16th/17th-century English playwright and pamphleteer
Edward Sharpham (baptised 1576 – 1608) was an English playwright and pamphleteer.
Life
He was baptised on 22 July 1576, the third son of Richard Sharpham of Colehanger, a manor in the parish of East Allington. His father having died when Sharpham was five his mother married Alexander Hext, with whom she had three children. Having been widowed a second time in 1588, she subsequently married Charles Barnaby of Clement's Inn.[1]
Sharpham probably attended grammar school in Devon, possibly William Kemp's school in Plymouth. He was admitted to the Middle Temple on 9 October 1594.[1]
In 1592 Sharpham's mother began a lawsuit against a Thomas Fortescue, alleging he had murdered her first husband by poison and also used witchcraft to make her fall in love with him. Four years later Sharpham himself also sued Fortescue and another man, William Bastard, on a charge of having tampered with evidence relating to his mother's suit. He remained associated with the Middle Temple.[1]
On 22 April 1608, aged 31, Sharpham made his will. He died the next day, and was buried in St. Margaret's, Westminster.[1]
Works
Sharpham is believed to have been the 'E.S.' who in 1597 wrote The Discoverie of the Knights of the Poste, a pamphlet of the "conycatching" genre detailing the tricks of conmen active on the road between London and Exeter. He may also be the 'E.S.' who contributed a commendatory poem to the publication of Ben Jonson's Volpone (1607), although Jonson later described Sharpham as a "rogue".[1]
His first known play, The Fleire, was written for one of the popular boys' theatre companies, the Children of the Blackfriars. Composition date is some time between late 1605 and the play's appearance in the Stationers Register on 13 May 1606. Cynical in tone, The Fleire is a court-oriented satire similar to Marston's The Malcontent and The Fawne. The play's popularity, at least as text, is shown by its being reprinted three times.[1]

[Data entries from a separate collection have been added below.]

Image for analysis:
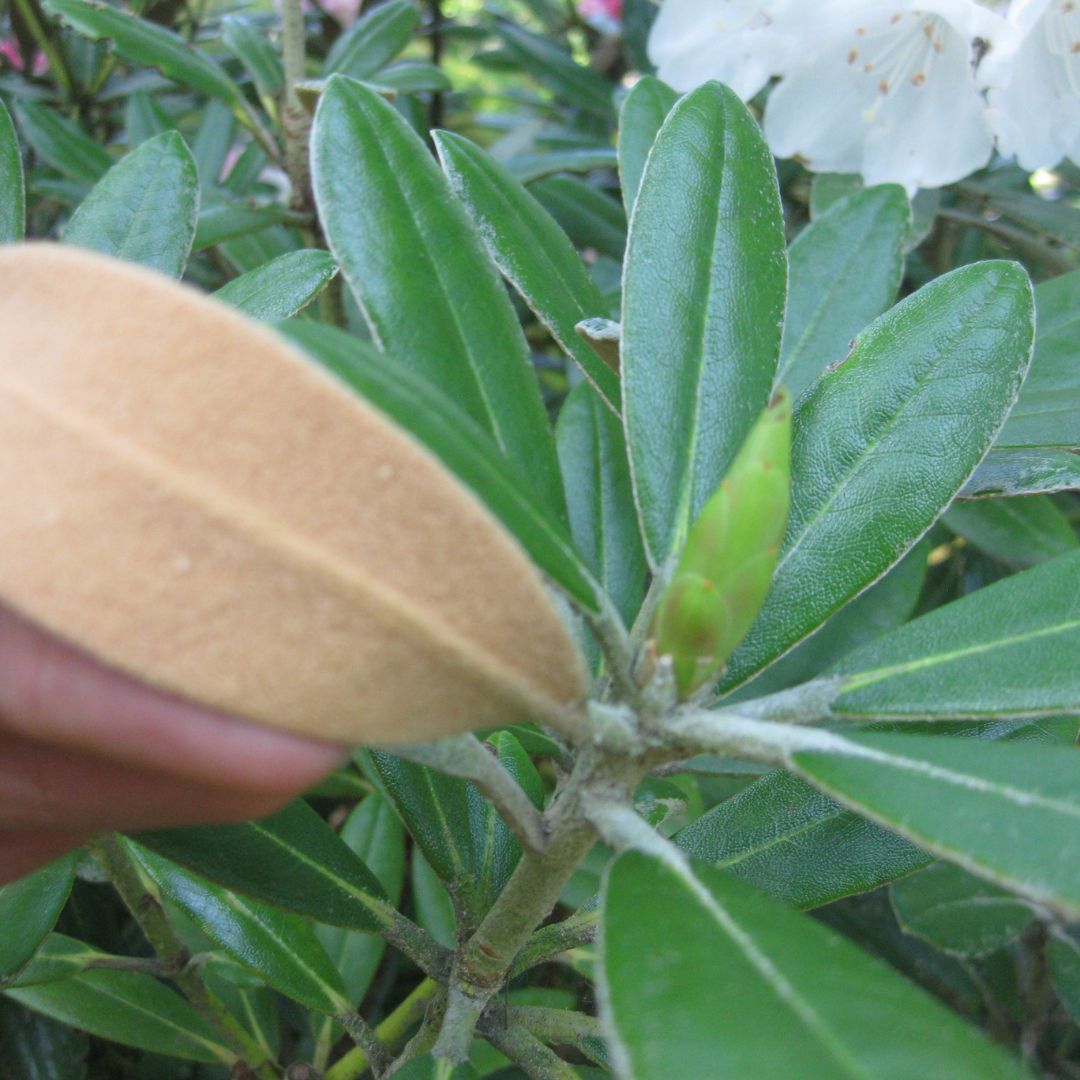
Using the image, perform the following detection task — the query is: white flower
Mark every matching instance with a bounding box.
[984,0,1080,169]
[647,0,807,99]
[763,1,1006,193]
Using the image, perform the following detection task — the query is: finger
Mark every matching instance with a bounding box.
[0,828,91,887]
[0,604,346,794]
[0,731,291,833]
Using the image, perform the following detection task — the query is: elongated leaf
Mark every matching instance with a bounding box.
[674,769,928,910]
[323,0,418,79]
[506,147,617,184]
[496,20,614,116]
[374,60,451,93]
[411,848,456,948]
[136,799,389,932]
[890,862,1035,957]
[787,729,1080,919]
[125,91,175,148]
[531,174,627,262]
[281,321,600,611]
[944,495,1077,568]
[720,261,1035,691]
[45,0,248,113]
[622,81,786,566]
[3,964,233,1064]
[961,448,1080,498]
[833,548,1080,719]
[601,851,1027,1080]
[0,100,24,243]
[311,76,564,516]
[13,101,110,182]
[556,383,647,627]
[222,16,284,102]
[131,843,350,1013]
[0,855,76,986]
[997,268,1080,450]
[779,185,909,401]
[617,75,678,214]
[1050,930,1080,1023]
[214,249,336,321]
[193,196,291,251]
[0,995,88,1079]
[62,130,198,276]
[190,101,235,191]
[434,130,620,412]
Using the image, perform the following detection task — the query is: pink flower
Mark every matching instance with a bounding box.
[0,38,48,76]
[579,0,622,32]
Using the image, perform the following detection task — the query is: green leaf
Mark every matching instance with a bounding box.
[720,261,1035,691]
[789,730,1080,920]
[600,851,1028,1080]
[311,76,564,517]
[617,75,678,214]
[9,935,135,990]
[495,20,614,116]
[313,793,405,1058]
[809,172,863,217]
[468,732,544,913]
[130,842,350,1014]
[3,961,233,1064]
[944,495,1078,568]
[190,101,235,191]
[0,855,76,986]
[674,768,928,910]
[45,0,248,115]
[0,995,88,1080]
[135,799,390,932]
[556,382,647,628]
[622,82,786,566]
[997,268,1080,451]
[890,862,1036,957]
[0,99,25,242]
[125,91,175,148]
[434,129,620,412]
[530,174,627,262]
[779,185,909,402]
[374,60,452,94]
[833,549,1080,720]
[214,249,337,321]
[505,147,618,184]
[62,130,198,277]
[281,321,600,611]
[323,0,419,79]
[193,196,292,251]
[1050,929,1080,1023]
[393,1055,479,1080]
[411,849,456,949]
[13,101,111,182]
[222,16,284,103]
[960,448,1080,498]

Cupid's Whirligig was Sharpham's second and last play, produced early in 1607 and printed later the same year with a dedication to fellow Devonian and author Robert Hayman. Again, it satirises court life in a general way, though it has been speculated that the character Nucome, carefully described as 'Welsh', may actually be a veiled attack on the king's Scottish favourite Robert Carr. This play too was eventually reprinted three times.[1]